"I'll start when I'm earning more." It's the most common reason Irish people in their 20s give for not having a pension — and it's usually a disguised version of "retirement is too far away to feel real."
The numbers make the case better than the argument. Here's what compound interest actually does over a 40-year horizon, and why the first decade of contributions is disproportionately powerful.
The Core Maths — Two Investors
Take two people, both earning €40,000 at age 25 and working to age 66. Both contribute €200/month to a pension (€2,400/year) growing at 5% annually in real terms. The only difference is when they start.

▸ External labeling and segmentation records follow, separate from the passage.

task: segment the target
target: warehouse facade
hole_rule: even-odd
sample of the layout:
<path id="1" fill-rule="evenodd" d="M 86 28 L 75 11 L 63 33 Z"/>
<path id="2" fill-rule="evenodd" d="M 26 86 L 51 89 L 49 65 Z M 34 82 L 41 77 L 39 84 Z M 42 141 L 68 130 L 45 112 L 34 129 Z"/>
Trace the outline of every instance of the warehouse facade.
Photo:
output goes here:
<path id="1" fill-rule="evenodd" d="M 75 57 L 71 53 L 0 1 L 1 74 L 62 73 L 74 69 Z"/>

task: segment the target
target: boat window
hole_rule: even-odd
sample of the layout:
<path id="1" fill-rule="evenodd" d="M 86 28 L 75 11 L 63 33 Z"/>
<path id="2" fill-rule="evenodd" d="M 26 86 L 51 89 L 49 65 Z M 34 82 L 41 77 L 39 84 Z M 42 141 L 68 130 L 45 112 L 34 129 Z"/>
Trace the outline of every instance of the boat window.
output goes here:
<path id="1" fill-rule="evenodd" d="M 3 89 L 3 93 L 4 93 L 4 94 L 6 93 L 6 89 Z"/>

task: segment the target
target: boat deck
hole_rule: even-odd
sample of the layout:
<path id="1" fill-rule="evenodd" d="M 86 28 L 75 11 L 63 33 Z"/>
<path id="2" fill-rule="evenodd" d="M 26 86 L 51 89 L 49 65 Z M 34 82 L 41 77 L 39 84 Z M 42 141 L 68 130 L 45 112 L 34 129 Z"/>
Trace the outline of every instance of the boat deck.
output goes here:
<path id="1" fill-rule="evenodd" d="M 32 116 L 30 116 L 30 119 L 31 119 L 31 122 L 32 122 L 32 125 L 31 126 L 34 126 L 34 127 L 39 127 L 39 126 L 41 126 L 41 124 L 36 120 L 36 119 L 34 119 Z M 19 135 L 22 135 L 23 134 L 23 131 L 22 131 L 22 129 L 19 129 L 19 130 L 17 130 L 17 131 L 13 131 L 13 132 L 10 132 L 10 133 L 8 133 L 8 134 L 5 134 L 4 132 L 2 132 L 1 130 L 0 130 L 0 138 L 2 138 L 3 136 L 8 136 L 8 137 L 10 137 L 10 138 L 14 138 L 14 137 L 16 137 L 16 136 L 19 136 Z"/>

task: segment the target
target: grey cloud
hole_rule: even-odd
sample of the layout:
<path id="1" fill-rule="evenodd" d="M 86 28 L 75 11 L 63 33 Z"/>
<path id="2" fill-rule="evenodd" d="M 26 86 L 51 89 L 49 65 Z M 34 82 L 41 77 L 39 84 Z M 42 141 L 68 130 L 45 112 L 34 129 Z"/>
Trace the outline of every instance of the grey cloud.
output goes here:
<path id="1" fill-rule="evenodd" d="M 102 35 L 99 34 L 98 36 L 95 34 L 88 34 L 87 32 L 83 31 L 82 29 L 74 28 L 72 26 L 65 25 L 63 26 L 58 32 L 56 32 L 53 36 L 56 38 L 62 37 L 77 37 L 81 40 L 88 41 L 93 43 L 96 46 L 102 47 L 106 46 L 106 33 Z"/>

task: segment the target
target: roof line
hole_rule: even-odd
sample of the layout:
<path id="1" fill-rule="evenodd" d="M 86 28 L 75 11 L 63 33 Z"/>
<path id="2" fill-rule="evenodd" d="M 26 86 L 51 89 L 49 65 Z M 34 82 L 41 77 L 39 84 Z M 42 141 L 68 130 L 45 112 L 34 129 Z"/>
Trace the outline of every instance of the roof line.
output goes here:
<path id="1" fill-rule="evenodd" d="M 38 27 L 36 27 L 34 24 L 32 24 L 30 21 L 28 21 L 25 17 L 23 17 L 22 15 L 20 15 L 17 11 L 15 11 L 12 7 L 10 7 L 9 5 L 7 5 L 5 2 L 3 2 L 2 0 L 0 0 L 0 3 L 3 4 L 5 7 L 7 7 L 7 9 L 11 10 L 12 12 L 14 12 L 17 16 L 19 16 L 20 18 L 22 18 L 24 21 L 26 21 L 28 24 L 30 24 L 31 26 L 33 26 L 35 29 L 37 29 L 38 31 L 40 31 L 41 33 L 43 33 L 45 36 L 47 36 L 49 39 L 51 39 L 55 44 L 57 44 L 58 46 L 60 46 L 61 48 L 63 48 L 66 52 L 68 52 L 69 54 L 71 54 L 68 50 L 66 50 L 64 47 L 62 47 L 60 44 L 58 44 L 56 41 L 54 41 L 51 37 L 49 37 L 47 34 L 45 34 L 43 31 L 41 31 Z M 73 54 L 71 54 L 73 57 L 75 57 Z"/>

| Starts at 25 | Starts at 35 | |
|---|---|---|
| Years contributing | 41 | 31 |
| Total personal contributions | €98,400 | €74,400 |
| Fund at 66 (5% growth) | ~€303,000 | ~€171,000 |
| Difference | ~€132,000 — from 10 extra years and €24,000 more contributions | |
The person who started at 25 contributed €24,000 more over their career. They ended up with €132,000 more. That extra €132,000 came overwhelmingly from the compounding of the first decade's contributions — money invested in your mid-20s has 40 years to grow.
The same €200/month invested at 25 is worth approximately twice as much at retirement as the same €200/month invested at 35. The first €1 you put in at age 25 has 41 years to compound; the first €1 at 35 has 31 years. That 10-year difference, at 5% compounding, multiplies the value of early contributions by a factor of roughly 1.6.
The Tax Relief You're Leaving Behind
Irish pension tax relief makes the 20s argument even stronger. Revenue allows contributions of up to 15% of earnings with full income tax relief for under-30s. On a €40,000 salary at the 20% tax rate:
- You contribute €200/month (€2,400/year)
- Tax relief means the net cost to you is €160/month (€1,920/year) — Revenue pays the other €480
- If your employer matches contributions, even at a modest 5% match, you're getting an additional €167/month into the fund
The employer match is effectively a pay rise you're turning down if you don't participate. A 5% employer match on a €40,000 salary is €2,000/year — money that goes into your pension whether you contribute or not, as long as you're contributing. Not taking it is leaving €2,000 of annual compensation on the table.
My Future Fund — Does That Count?
If you were auto-enrolled in My Future Fund in 2026, you already have something. Phase 1 contributions (3.5% total from you, employer, and State) on a €40,000 salary amount to about €1,400/year into the fund. That's a start but it's not enough on its own.
The case for a supplemental PRSA alongside My Future Fund is stronger for people in their 20s who want to take full advantage of the Revenue tax relief their age band allows. My Future Fund maxes out at 6% of your own contributions (Phase 4, from 2035); Revenue allows up to 15% of earnings with full relief for under-30s. The gap between those two numbers is worth filling.
The "But I Have a Mortgage to Save For" Objection
This is a real tension and there's no right answer that works for everyone. A few things worth factoring in:
- The Help to Buy scheme (for first-time buyers of new builds) and the First Home Scheme both have income tax bases — your gross salary determines what you qualify for. Pension contributions reduce your taxable income but not your gross salary, so they don't affect HTB eligibility calculations the same way.
- You don't have to choose between saving for a mortgage and starting a pension. Even €50/month started at 25 is better than €0 — and the behavioural habit of saving into a pension is easier to build at 25 than at 40.
- Most Irish mortgage lenders treat pension contributions positively in affordability assessments — they're evidence of financial discipline, not a liability.
What "Starting Small" Actually Looks Like
You don't need to contribute 15% of your salary from day one. Revenue's age bands give you room to grow into higher contribution rates. Starting small and increasing contributions as salary rises is a completely valid strategy.
| Monthly contribution | Annual cost at 20% tax relief | Annual cost at 40% tax relief | Fund at 66 (5% growth, starting at 25) |
|---|---|---|---|
| €100/month | €960/year | €720/year | ~€152,000 |
| €200/month | €1,920/year | €1,440/year | ~€303,000 |
| €400/month | €3,840/year | €2,880/year | ~€606,000 |
The €100/month row is achievable for almost any full-time Irish worker in their mid-20s. At 20% tax relief, the after-tax cost is €80/month — less than a gym membership and two restaurant meals. The outcome after 41 years of compounding is €152,000 in today's money — on top of whatever State Pension you're entitled to.
The One Thing to Do Today
If your employer runs a pension scheme and you're not enrolled: enrol. Even if you contribute the minimum. The employer match alone makes it worthwhile, and you can increase contributions later. If your employer doesn't run a scheme, open a PRSA — any of the five major providers (Irish Life, Aviva, Zurich, Standard Life, New Ireland) will process an application online in under 30 minutes. Start at a contribution level you can sustain, not the maximum.